La tecnología y la defensa de los ecosistemas

Uno de los aspectos que atravesó buena parte de la conferencia fue la relación entre la transformación tecnológica y la crisis ambiental.

Sierra llamó la atención sobre los recursos naturales necesarios para sostener el crecimiento de la economía digital. Los centros de datos y la infraestructura tecnológica requieren grandes cantidades de energía y agua, mientras que la fabricación de dispositivos depende de minerales estratégicos.

En este escenario, sostuvo que la discusión sobre tecnología no puede separarse de la defensa de los territorios, la Amazonía, los recursos hídricos y las comunidades indígenas y campesinas.

Para América Latina, esta discusión adquiere una importancia especial por la riqueza natural de la región y por las presiones internacionales sobre recursos estratégicos.

¿Qué democracia queremos en la era de la inteligencia artificial?

En la parte final de su intervención, Francisco Sierra propuso ampliar el debate sobre la inteligencia artificial y preguntarse no solamente qué puede hacer la tecnología, sino para qué se desarrolla, quién decide sobre ella y a quién beneficia.

A su juicio, la inteligencia artificial debe entenderse también como resultado de un conocimiento acumulado por la sociedad.
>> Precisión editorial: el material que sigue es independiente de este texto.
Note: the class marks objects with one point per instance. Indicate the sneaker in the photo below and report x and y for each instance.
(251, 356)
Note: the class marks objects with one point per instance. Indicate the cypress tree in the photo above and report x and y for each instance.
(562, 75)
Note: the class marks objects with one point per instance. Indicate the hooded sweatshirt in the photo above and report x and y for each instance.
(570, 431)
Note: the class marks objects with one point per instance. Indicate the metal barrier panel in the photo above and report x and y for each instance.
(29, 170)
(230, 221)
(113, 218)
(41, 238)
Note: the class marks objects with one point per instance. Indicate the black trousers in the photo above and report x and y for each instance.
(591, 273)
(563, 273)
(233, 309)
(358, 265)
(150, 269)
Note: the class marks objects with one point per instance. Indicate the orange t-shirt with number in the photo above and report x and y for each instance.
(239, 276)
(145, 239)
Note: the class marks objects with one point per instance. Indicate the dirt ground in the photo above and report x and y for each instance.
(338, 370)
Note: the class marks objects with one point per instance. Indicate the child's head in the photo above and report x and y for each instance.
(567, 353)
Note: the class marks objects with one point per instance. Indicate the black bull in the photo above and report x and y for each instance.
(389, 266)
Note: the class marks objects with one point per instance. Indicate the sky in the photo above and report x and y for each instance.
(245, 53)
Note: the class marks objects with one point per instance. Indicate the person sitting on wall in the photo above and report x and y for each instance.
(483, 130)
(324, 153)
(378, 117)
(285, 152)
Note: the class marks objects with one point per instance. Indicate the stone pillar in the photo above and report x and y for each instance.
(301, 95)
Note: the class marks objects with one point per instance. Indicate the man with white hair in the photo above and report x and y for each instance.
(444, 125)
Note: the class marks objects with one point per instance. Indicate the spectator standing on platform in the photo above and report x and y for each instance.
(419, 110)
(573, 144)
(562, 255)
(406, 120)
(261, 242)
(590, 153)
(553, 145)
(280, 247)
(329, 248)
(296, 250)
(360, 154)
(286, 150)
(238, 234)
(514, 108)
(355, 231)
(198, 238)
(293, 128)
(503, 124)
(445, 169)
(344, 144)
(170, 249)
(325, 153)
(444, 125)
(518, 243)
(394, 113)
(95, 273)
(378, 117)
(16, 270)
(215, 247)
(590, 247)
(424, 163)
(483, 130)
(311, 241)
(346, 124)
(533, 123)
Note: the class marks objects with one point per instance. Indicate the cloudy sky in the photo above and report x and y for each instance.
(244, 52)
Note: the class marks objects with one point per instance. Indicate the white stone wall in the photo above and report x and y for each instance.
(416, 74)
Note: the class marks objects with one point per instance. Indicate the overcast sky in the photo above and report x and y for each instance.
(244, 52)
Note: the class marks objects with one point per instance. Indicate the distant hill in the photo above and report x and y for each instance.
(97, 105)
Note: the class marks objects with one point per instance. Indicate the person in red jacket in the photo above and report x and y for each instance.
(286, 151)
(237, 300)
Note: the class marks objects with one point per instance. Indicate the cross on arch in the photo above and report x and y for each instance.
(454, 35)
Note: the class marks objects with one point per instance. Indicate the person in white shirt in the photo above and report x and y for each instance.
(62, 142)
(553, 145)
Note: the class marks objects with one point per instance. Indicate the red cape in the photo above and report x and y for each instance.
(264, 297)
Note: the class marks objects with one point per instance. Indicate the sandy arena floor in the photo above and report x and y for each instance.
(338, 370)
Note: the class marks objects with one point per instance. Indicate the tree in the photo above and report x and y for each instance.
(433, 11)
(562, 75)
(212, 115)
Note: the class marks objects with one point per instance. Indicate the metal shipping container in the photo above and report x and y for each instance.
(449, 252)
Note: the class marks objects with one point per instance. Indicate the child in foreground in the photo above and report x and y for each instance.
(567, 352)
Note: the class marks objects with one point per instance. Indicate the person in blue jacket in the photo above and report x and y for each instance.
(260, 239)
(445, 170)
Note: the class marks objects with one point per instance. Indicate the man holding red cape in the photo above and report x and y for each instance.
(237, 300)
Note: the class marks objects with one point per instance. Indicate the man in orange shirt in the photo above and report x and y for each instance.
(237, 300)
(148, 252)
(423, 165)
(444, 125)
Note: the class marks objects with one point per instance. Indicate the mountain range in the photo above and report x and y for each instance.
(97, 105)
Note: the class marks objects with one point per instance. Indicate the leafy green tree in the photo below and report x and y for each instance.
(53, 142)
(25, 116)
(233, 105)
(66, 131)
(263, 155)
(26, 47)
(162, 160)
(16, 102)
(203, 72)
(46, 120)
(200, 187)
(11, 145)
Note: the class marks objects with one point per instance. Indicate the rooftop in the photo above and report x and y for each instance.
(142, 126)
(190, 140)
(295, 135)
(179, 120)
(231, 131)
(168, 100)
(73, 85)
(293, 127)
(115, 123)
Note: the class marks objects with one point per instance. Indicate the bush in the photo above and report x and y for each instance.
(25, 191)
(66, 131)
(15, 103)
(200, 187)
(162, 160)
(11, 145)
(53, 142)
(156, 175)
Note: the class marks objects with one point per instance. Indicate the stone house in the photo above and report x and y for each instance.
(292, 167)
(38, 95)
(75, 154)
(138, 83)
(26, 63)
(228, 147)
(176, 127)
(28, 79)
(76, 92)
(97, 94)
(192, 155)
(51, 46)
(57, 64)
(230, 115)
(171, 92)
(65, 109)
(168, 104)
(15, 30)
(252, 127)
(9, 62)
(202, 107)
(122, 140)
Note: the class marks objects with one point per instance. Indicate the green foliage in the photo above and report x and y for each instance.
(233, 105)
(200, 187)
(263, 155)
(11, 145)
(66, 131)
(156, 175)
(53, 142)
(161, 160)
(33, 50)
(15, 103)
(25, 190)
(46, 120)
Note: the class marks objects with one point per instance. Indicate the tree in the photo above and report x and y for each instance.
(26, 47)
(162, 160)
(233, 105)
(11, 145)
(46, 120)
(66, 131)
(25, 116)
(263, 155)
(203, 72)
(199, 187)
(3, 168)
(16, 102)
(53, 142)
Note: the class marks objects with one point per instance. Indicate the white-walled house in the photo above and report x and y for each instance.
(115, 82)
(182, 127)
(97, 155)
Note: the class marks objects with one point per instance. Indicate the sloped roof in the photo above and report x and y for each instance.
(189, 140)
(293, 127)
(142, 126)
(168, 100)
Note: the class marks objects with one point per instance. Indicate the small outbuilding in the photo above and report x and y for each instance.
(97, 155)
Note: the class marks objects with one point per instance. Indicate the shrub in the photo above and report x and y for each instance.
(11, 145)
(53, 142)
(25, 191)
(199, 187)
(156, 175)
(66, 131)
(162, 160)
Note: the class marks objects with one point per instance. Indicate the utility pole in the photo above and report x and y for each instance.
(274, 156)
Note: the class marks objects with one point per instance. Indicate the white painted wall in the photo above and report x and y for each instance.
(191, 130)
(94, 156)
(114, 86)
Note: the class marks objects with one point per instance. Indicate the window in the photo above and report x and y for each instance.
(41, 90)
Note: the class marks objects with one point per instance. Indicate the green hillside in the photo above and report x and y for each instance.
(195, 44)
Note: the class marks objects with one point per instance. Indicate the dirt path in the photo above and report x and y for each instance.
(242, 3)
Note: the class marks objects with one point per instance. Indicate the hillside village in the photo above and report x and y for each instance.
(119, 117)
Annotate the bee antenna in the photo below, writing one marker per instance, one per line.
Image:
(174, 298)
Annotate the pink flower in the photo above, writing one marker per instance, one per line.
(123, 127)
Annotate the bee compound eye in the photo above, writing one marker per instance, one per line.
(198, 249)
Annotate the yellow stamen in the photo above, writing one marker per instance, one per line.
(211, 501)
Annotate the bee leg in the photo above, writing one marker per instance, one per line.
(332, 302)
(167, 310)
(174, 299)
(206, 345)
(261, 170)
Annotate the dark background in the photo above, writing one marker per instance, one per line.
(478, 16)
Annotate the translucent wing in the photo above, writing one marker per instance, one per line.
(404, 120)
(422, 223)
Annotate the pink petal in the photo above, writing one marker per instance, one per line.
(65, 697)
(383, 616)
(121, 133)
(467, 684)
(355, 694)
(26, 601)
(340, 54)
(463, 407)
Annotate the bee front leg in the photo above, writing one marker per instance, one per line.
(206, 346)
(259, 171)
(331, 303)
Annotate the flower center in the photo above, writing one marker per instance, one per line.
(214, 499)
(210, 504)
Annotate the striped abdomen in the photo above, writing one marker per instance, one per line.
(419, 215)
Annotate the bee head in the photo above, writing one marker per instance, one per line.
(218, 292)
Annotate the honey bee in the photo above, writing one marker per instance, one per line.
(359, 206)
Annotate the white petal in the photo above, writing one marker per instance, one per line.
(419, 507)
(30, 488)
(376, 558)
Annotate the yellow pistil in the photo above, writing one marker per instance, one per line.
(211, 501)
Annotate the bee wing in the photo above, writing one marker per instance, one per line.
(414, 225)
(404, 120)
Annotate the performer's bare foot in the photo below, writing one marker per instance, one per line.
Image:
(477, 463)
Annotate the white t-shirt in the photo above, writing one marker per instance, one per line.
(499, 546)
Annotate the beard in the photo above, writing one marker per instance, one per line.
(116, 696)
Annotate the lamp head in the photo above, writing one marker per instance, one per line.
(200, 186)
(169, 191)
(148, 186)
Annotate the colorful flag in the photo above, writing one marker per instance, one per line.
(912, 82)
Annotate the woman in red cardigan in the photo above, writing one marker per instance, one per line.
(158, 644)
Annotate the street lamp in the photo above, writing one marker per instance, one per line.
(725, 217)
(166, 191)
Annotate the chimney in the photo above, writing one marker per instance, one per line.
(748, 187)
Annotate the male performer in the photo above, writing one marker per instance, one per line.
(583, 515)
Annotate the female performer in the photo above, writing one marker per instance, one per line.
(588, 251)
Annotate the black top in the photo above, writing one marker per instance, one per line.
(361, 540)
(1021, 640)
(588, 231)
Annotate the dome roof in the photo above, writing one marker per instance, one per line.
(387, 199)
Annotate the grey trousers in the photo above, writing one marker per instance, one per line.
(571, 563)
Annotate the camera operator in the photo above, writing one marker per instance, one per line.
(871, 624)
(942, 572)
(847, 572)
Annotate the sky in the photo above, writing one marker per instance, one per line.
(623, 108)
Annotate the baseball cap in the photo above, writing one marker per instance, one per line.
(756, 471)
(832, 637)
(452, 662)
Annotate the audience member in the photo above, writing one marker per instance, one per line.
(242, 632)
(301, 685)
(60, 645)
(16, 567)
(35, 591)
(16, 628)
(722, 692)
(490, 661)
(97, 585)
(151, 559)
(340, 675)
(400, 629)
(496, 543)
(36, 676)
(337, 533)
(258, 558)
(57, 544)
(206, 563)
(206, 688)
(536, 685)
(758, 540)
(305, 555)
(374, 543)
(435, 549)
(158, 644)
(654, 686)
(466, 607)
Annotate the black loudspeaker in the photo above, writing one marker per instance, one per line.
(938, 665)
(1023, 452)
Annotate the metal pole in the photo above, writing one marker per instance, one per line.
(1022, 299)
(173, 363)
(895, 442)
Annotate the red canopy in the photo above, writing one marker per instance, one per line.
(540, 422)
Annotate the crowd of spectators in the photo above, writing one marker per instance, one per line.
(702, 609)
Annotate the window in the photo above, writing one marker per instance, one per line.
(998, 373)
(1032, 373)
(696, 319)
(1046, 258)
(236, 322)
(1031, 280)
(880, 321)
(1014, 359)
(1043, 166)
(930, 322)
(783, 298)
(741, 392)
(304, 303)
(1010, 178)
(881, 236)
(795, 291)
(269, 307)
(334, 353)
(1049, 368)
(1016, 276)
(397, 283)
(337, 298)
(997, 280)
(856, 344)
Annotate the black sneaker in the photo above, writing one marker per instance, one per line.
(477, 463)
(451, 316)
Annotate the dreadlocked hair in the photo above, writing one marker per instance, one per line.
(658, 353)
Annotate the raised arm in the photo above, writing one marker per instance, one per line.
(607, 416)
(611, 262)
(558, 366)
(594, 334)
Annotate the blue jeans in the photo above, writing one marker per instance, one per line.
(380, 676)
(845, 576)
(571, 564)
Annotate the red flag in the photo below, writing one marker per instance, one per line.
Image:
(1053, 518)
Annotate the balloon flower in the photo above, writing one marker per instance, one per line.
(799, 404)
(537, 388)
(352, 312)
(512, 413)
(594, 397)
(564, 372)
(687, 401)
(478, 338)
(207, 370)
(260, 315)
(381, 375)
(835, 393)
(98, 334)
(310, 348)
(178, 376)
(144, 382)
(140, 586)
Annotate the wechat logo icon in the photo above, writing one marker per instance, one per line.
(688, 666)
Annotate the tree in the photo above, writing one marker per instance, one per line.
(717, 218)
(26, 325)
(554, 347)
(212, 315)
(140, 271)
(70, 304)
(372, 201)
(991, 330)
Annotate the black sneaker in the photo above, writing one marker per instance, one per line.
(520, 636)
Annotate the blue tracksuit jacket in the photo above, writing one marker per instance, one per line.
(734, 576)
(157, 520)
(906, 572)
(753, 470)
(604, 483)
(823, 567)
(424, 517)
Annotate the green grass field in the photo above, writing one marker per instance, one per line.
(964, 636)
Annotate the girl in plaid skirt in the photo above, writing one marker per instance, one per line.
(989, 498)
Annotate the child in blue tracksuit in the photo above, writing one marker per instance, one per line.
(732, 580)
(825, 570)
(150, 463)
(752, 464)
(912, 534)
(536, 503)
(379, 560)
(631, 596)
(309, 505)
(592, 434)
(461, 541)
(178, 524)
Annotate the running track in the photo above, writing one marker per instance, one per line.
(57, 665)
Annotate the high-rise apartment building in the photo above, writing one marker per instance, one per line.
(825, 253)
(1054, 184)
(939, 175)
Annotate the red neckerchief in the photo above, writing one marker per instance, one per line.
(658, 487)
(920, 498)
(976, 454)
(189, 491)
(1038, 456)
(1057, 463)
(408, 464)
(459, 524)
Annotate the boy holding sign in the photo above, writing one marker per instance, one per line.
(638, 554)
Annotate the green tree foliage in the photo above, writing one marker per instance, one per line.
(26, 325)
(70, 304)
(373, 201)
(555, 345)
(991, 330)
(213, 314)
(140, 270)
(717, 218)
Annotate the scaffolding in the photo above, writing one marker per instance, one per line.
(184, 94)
Sin embargo, existe el riesgo de que ese conocimiento termine apropiado privadamente por un reducido número de corporaciones.

De ahí que planteara la necesidad de discutir nuevas formas de gobernanza multilateral de internet y de la inteligencia artificial, capaces de superar las limitaciones de las políticas exclusivamente nacionales.

El académico también llamó a incorporar en este debate el papel del capital financiero y los intereses económicos que rodean el desarrollo de las grandes empresas tecnológicas.

Una agenda para la comunicación del futuro

La conferencia dejó sobre la mesa varios retos para la comunicación y para las universidades: fortalecer la soberanía tecnológica, defender el derecho a la comunicación, impulsar la comunicación popular, desarrollar pedagogías críticas, promover una gobernanza democrática de los bienes comunes digitales y adoptar una perspectiva ecológica y de género.

Para Sierra, el desafío no consiste en rechazar la tecnología ni en asumirla como una solución automática a los problemas sociales. Se trata de disputar su sentido, comprender las relaciones de poder que existen detrás de ella y construir alternativas que permitan utilizarla al servicio de la sociedad.

En el contexto de la XX Semana Internacional de la Comunicación de UNIMINUTO, su intervención abrió así una discusión que trasciende las redes sociales y las herramientas digitales: la pregunta por quién tiene el poder de comunicar, quién controla las infraestructuras que hacen posible esa comunicación y qué tipo de democracia y sociedad se quiere construir en la era de la inteligencia artificial.

La reflexión de Francisco Sierra puso nuevamente en el centro una idea fundamental para la comunicación contemporánea: la tecnología no determina por sí sola el futuro; las sociedades también tienen la posibilidad de decidir qué tecnología quieren, para qué la necesitan y al servicio de quién debe estar.